Cass. soc., 15 décembre 1993, n° 91-18.573
COUR DE CASSATION
Arrêt
Cassation
PARTIES
Demandeur :
Casino France (SNC)
Défendeur :
Blanchard (époux)
COMPOSITION DE LA JURIDICTION
Président :
M. Kunhmunch
Rapporteur :
Mme Béraudo
Avocat général :
M. Kessous
Avocats :
SCP Le Prado, SCP Masse-Dessen, Georges, Thouvenin.
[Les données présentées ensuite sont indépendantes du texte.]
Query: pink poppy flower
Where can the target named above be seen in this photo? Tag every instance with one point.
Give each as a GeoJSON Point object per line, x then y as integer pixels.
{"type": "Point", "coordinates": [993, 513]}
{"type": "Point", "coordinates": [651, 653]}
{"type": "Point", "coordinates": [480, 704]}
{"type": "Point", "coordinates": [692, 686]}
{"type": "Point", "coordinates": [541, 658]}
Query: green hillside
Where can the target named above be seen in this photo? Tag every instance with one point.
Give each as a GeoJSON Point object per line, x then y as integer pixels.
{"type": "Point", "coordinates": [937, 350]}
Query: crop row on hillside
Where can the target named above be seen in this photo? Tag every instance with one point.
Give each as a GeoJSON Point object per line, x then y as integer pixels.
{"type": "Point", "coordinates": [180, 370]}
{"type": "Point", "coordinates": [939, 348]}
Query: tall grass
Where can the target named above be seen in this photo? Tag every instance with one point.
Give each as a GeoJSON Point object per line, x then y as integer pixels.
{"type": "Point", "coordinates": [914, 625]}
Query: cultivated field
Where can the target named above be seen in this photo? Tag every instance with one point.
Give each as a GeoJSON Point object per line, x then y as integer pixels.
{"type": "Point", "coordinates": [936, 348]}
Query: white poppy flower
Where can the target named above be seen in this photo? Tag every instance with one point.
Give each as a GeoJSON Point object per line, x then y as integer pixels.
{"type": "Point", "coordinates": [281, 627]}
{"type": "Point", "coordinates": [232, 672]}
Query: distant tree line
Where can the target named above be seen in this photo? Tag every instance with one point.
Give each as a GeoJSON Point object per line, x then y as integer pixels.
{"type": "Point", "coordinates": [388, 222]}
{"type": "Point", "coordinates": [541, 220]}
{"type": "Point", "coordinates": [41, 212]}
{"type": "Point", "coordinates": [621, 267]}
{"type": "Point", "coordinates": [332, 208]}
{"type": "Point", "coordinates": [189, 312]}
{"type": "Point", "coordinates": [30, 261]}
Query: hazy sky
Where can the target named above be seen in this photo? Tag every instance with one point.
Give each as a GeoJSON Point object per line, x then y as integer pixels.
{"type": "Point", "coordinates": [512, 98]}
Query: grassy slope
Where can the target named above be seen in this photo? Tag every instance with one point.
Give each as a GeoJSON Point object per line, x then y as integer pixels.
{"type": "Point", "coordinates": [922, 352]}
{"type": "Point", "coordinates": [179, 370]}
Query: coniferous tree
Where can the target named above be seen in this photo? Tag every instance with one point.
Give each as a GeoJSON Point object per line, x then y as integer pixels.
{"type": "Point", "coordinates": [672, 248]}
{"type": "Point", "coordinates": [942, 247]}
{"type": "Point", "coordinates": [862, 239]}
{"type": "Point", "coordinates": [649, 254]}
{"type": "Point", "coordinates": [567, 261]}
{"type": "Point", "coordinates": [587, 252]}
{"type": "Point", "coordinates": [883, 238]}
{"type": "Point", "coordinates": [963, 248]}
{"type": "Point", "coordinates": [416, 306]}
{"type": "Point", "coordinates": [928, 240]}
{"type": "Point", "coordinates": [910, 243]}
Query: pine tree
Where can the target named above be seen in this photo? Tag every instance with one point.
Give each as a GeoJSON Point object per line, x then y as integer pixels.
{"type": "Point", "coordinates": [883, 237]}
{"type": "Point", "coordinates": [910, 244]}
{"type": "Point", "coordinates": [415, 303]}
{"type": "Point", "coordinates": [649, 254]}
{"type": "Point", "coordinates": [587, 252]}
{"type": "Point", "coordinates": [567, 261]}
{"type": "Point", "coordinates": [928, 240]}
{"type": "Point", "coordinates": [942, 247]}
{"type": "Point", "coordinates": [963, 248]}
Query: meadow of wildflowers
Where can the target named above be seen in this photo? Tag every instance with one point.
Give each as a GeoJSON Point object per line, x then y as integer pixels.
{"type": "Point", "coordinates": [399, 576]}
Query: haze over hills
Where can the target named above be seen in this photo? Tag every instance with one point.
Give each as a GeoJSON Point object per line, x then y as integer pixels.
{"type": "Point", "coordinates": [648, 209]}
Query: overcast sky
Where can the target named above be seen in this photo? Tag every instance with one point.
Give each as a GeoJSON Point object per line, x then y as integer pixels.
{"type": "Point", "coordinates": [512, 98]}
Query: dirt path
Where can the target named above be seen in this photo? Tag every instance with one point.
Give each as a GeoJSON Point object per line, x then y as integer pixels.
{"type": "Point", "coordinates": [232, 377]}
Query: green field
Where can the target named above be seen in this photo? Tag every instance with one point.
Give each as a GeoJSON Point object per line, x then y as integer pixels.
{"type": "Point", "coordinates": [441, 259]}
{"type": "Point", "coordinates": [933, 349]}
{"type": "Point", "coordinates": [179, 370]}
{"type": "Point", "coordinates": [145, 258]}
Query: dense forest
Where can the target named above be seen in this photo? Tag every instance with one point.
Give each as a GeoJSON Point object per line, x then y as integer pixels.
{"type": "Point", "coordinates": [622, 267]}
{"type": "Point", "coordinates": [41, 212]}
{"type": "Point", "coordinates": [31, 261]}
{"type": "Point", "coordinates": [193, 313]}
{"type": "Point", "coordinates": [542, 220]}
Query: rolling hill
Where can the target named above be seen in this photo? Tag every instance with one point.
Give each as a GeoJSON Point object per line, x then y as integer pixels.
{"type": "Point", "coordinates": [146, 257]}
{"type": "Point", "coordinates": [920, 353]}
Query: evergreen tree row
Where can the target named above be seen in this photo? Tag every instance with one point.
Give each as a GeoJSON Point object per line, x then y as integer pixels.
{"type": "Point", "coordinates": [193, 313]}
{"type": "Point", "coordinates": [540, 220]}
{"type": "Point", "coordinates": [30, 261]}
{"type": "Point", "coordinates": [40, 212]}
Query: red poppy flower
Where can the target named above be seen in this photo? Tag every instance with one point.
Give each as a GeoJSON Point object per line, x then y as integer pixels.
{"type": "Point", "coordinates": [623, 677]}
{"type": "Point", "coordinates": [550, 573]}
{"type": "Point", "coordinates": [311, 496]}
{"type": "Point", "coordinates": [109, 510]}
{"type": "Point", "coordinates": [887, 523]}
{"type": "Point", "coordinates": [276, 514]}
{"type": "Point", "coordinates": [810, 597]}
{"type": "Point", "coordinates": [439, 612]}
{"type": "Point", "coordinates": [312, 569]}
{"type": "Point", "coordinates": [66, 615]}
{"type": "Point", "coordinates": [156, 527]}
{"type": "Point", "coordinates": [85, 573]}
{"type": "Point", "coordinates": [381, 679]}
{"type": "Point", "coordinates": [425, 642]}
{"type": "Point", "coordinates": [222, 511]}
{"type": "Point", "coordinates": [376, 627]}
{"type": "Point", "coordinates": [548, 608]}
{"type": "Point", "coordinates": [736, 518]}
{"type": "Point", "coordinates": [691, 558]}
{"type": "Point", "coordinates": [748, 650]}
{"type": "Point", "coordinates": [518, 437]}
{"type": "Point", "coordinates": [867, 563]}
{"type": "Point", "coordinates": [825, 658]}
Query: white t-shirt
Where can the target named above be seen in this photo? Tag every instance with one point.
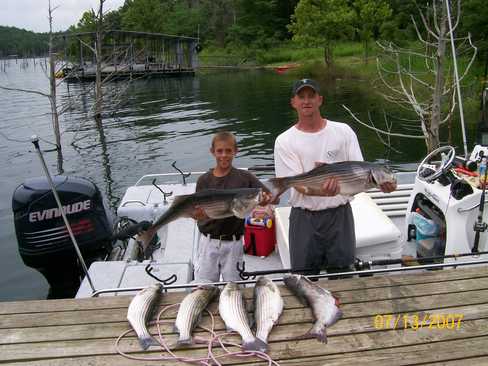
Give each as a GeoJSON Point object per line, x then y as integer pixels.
{"type": "Point", "coordinates": [298, 152]}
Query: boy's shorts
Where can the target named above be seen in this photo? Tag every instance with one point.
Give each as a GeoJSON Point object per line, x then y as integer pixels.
{"type": "Point", "coordinates": [216, 257]}
{"type": "Point", "coordinates": [322, 239]}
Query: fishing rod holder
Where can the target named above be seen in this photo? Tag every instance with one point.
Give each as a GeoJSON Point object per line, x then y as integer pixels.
{"type": "Point", "coordinates": [165, 194]}
{"type": "Point", "coordinates": [168, 281]}
{"type": "Point", "coordinates": [183, 175]}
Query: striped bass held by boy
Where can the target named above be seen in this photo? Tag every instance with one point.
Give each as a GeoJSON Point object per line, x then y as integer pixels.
{"type": "Point", "coordinates": [216, 203]}
{"type": "Point", "coordinates": [353, 177]}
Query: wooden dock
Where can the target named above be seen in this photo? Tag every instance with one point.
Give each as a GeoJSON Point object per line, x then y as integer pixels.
{"type": "Point", "coordinates": [84, 331]}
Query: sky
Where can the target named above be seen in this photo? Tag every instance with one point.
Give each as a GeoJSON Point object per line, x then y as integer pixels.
{"type": "Point", "coordinates": [32, 14]}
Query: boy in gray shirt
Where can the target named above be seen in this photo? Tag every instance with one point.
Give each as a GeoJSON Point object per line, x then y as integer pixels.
{"type": "Point", "coordinates": [220, 246]}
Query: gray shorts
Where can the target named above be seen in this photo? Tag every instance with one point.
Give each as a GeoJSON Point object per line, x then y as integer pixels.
{"type": "Point", "coordinates": [322, 239]}
{"type": "Point", "coordinates": [216, 257]}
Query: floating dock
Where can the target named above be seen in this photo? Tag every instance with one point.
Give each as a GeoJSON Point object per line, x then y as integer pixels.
{"type": "Point", "coordinates": [379, 325]}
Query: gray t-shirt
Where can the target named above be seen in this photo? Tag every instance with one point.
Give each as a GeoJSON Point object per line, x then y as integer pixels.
{"type": "Point", "coordinates": [236, 178]}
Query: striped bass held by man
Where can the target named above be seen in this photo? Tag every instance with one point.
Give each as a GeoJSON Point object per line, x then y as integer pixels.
{"type": "Point", "coordinates": [353, 177]}
{"type": "Point", "coordinates": [233, 313]}
{"type": "Point", "coordinates": [191, 309]}
{"type": "Point", "coordinates": [140, 311]}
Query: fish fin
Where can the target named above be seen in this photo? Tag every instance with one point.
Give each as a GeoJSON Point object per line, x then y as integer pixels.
{"type": "Point", "coordinates": [319, 332]}
{"type": "Point", "coordinates": [146, 342]}
{"type": "Point", "coordinates": [251, 320]}
{"type": "Point", "coordinates": [277, 187]}
{"type": "Point", "coordinates": [320, 163]}
{"type": "Point", "coordinates": [201, 340]}
{"type": "Point", "coordinates": [336, 317]}
{"type": "Point", "coordinates": [184, 342]}
{"type": "Point", "coordinates": [255, 345]}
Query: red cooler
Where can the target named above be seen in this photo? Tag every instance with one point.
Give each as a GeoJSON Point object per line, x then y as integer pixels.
{"type": "Point", "coordinates": [259, 240]}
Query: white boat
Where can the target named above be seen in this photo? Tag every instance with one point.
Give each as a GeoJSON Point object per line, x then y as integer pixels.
{"type": "Point", "coordinates": [385, 225]}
LA COUR : - Sur le moyen unique : - Vu l'article L. 782-1, alinéa 1er, du Code du travail ; - Attendu qu'aux termes de ce texte, les personnes qui exploitent, moyennant des remises proportionnelles au montant des ventes, les succursales de maisons d'alimentation de détail ou de coopératives de consommation, sont qualifiées de "gérants non salariés" lorsque le contrat intervenu ne fixe pas les conditions de leur travail et leur laisse toute latitude d'embaucher du personnel ou de se substituer des remplaçants à leurs frais et sous leur entière responsabilité, la clause de fourniture exclusive avec vente à prix imposé étant une modalité commerciale qui ne modifie pas la nature du contrat ;
Attendu, selon l'arrêt attaqué (Toulouse, 26 juin 1991), rendu sur contredit, que les époux Blanchard ont exploité à Muret une succursale d'alimentation de la société L'Epargne ; que la société Casino, venue aux droits de cette dernière, a mis fin au contrat le 27 janvier 1989 en invoquant des manquants en marchandises dont elle a réclamé le remboursement aux époux Blanchard devant la juridiction commerciale ;
Attendu que, pour confirmer la décision d'incompétence du tribunal de commerce et déclarer compétente la juridiction prud'homale, l'arrêt retient, par motifs propres et adoptés des premiers juges, en se fondant sur les termes du contrat conclu entre les parties, en premier lieu, que les marchandises reçues étaient exclusivement celles fournies par la société, laquelle fournissait également le local et le logement, et imposait les prix de vente et la présentation des marchandises, et, en second lieu, que le contrat imposait l'ouverture du magasin conformément aux coutumes locales des commerçants-détaillants d'alimentation générale, et qu'ainsi les conditions de travail étaient fixées par la société ;
Attendu, cependant, que, d'une part, la clause imposant aux gérants d'ouvrir le magasin aux heures usuelles n'était pas une clause fixant les conditions de travail des gérants au sens du texte susvisé ; que, d'autre part, les autres éléments relevés par les juges du fond constituent des modalités commerciales qui ne caractérisent pas un lien de subordination juridique entre les parties ; - d'où il suit qu'en statuant comme elle l'a fait sans rechercher quelles étaient, en fait, les conditions de travail des gérants, s'ils recevaient des ordres et des directives et dans quelle mesure ils étaient soumis, dans l'exécution de leur travail, au contrôle de la société, la cour d'appel n'a pas légalement justifié sa décision ;
Par ces motifs : casse et annule, dans toutes ses dispositions, l'arrêt rendu le 26 juin 1991, entre les parties, par la cour d'appel de Toulouse ; remet, en conséquence, la cause et les parties dans l'état où elles se trouvaient avant ledit arrêt et, pour être fait droit, les renvoie devant la cour d'appel de Bordeaux.